This kind of control is abusive. It likely comes from a place of deep fear and insecurity, but it is still abusive nonetheless. It is not acceptable, so imo, how to address it is through boundaries. Start with non-threatening situations like make a time when you can go to a ball game with a buddy, and let her know it will just be you and your buddy. While you are with your buddy, let him know what is going on in your marriage so someone else knows what is happening - for support, prayer, and also as a witness if need ever be.
When you spend time apart from her, don't tell her every detail of your outing. Casually mention that you had a good time, and that being apart from her was actually good for you because it gave you an opportunity to miss her and experience the reunion after being apart for a bit. This will reassure her insecurities and also let her know that you value her. After all, how can you ever really value being together unless you have experienced being apart?
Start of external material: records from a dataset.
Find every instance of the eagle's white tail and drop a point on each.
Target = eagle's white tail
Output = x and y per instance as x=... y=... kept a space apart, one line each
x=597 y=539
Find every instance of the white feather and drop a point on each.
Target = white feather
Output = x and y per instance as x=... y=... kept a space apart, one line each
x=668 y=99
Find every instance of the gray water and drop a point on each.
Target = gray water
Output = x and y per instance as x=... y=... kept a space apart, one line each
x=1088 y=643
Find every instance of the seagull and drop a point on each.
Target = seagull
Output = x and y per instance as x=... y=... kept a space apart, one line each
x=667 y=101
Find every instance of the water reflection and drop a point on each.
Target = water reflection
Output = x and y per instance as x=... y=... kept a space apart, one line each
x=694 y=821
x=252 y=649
As you spend more and more time away from her, you can gradually introduce scenarios where there might be women present, such as the mixed tennis groups. After all, that seems a relatively benign activity. It's not like you're off to the strip bar to pay for lap dances.
Another thing to consider in all this, though, is where this might be coming from. While it could be her insecurity, it could also be that she is guilty of whatever she accuses you of, and she is accusing you (projecting) to take the guilt off of her own shoulders. To dig deeper into this, you could suggest that you go for couples therapy - not because she has a problem, but because you feel like you need help to move beyond some difficult feelings (being smothered, but don't tell her that).